Corrections to the blogosphere, the consensus, and the world

Friday, January 30, 2009

Catching up

A pre-Xmas one from the Age bin:
Letter to the Editor

Sarah Wilson says that applied behavioural analysis (ABA) therapy for her autistic child costs $22,500 a year, and wants the government to pay for it. Other parents give the cost as closer to $60,000. Given that the prevalence of people with autism in Australia is variously given at 12 to 35 per 10,000, suggesting a total autistic population of between 25,200 and 73,500 (not to mention the larger total of 135,000 people with the broader diagnosis of autistic spectrum disorder) that indicates that the government could be up for between 567 million and 8.2 billion dollars p/a.
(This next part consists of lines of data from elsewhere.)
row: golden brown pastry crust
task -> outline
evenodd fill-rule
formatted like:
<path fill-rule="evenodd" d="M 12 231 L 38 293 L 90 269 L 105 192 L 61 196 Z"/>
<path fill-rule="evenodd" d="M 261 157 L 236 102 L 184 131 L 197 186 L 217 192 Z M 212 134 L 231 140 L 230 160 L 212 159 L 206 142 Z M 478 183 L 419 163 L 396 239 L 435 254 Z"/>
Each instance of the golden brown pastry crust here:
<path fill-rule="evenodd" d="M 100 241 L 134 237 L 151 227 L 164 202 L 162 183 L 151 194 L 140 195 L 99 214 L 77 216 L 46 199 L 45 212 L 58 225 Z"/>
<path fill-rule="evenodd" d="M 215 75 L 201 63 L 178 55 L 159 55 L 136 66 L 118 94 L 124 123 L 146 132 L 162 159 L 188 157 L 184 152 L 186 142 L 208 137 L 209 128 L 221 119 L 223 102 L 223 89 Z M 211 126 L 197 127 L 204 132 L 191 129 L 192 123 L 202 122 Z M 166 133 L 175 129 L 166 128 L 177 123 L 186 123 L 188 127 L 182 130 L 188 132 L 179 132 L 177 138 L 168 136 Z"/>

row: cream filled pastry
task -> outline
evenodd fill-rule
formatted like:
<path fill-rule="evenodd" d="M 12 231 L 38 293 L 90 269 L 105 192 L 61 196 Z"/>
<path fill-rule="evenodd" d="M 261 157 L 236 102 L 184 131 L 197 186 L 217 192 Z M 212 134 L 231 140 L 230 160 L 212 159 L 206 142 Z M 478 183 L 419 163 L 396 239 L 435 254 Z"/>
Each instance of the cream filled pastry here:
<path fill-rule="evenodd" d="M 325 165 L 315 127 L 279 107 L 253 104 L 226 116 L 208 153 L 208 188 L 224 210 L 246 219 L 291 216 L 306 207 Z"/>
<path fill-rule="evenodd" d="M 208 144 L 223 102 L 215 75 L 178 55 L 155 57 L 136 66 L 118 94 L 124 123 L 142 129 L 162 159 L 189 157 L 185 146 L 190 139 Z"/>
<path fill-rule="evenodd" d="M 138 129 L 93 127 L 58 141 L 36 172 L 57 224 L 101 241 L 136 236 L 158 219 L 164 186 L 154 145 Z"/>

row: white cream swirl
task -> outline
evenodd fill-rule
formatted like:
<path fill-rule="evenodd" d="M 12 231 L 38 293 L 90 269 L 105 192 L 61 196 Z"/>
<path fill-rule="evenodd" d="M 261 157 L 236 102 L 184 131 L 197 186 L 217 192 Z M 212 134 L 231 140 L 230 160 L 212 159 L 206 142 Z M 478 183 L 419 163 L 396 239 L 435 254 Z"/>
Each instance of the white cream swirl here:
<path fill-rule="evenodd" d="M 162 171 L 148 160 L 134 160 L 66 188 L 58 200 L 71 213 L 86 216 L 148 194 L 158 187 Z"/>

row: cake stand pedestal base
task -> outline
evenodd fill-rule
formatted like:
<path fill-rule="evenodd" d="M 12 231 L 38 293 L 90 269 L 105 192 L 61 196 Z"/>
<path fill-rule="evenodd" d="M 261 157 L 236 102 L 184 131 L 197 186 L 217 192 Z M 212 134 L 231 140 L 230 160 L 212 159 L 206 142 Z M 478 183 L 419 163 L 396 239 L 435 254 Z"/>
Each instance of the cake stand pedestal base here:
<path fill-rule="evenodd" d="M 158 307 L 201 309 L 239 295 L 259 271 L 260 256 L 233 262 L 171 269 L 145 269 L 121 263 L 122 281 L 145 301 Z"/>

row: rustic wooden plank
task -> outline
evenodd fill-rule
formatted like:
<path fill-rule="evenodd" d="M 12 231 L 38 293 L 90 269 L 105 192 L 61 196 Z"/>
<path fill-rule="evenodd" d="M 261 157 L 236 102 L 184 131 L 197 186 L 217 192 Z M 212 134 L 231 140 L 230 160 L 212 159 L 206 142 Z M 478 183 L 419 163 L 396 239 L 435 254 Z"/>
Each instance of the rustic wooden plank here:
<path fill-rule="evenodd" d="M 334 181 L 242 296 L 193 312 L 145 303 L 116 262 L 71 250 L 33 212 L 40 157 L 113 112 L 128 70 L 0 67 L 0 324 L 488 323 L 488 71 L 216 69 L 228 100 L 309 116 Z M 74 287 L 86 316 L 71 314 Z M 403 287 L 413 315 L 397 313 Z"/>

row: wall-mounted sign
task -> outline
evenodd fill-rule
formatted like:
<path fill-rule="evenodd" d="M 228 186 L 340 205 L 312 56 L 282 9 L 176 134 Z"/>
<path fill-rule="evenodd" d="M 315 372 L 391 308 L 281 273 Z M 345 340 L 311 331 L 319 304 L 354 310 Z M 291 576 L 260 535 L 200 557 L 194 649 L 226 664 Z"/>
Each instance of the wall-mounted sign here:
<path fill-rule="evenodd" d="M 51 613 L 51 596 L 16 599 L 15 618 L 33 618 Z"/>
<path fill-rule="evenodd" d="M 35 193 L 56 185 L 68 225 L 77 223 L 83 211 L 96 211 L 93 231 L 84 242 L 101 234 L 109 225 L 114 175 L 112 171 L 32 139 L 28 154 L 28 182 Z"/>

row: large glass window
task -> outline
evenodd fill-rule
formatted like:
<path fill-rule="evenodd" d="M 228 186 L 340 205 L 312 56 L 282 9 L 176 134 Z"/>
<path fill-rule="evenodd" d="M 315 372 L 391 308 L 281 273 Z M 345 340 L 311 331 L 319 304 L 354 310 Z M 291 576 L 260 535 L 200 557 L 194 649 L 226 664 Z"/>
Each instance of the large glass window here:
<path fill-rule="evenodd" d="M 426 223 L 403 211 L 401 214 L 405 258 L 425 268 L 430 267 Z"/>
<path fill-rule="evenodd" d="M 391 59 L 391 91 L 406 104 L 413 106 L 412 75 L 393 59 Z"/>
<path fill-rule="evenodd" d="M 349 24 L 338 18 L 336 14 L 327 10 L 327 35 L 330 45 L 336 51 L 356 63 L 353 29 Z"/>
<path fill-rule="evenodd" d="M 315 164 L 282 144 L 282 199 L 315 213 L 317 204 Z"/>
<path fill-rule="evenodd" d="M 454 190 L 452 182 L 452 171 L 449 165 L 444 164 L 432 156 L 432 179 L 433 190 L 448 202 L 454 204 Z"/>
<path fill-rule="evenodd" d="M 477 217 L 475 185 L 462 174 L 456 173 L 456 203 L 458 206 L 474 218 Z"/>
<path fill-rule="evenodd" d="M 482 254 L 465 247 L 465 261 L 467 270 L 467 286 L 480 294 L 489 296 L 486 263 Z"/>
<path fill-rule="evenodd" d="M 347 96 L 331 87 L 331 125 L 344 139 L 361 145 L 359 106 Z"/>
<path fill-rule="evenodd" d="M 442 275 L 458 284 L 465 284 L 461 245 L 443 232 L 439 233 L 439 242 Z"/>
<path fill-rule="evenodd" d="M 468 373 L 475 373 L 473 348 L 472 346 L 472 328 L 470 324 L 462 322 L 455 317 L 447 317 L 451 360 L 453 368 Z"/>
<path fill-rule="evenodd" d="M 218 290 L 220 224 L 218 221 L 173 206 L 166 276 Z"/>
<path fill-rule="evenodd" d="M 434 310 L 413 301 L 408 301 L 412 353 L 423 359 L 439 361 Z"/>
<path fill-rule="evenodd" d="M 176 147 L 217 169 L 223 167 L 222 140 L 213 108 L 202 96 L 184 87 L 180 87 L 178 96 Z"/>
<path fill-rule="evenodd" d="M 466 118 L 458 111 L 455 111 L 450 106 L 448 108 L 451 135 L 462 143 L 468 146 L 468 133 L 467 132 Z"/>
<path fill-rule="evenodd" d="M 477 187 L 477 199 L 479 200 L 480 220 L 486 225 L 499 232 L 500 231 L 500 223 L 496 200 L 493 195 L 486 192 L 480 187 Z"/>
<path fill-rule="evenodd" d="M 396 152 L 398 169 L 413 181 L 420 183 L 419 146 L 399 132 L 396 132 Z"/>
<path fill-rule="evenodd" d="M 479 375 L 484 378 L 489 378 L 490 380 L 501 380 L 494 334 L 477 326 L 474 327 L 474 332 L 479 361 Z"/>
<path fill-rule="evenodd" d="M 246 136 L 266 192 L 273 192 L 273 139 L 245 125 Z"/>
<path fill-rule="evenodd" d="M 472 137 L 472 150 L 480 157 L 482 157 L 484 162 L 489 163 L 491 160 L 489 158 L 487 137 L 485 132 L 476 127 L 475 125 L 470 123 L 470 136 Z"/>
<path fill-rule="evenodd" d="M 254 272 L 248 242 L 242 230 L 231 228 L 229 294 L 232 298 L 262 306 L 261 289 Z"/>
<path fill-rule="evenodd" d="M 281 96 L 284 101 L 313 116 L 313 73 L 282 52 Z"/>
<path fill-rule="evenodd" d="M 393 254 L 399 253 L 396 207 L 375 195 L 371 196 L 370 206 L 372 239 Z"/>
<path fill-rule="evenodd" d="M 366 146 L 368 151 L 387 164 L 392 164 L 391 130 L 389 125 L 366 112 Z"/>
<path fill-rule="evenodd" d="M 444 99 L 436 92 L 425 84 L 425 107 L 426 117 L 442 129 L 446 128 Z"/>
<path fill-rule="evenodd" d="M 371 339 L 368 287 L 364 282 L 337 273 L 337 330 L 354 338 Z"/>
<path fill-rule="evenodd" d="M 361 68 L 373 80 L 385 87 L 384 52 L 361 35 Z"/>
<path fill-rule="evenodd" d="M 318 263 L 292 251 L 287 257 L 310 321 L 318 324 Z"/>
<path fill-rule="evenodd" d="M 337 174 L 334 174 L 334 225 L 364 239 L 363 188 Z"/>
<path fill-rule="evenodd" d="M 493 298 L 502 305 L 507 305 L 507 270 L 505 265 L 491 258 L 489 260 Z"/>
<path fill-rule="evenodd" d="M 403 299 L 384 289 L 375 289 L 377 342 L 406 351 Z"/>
If we confine ABA to children under 18 then that’s only 140 million to 2 billion a year, but that’s still quite a lot, especially considering that there’s no particularly strong evidence that ABA works. Its fame rests almost entirely on a 1987 study that nobody’s ever been able to replicate, and recent work by researchers such as Dr. Morton Gernsbacher has shown that in properly controlled studies ABA shows very little gain at all and certainly no greater gains than other cheaper and less taxing therapies. ABA hasn’t shown it can produce a cure, or anything even remotely close to a cure, for autism, and we shouldn’t let our natural sympathy for worried parents rush us into open-ended commitments to enormous expenditures.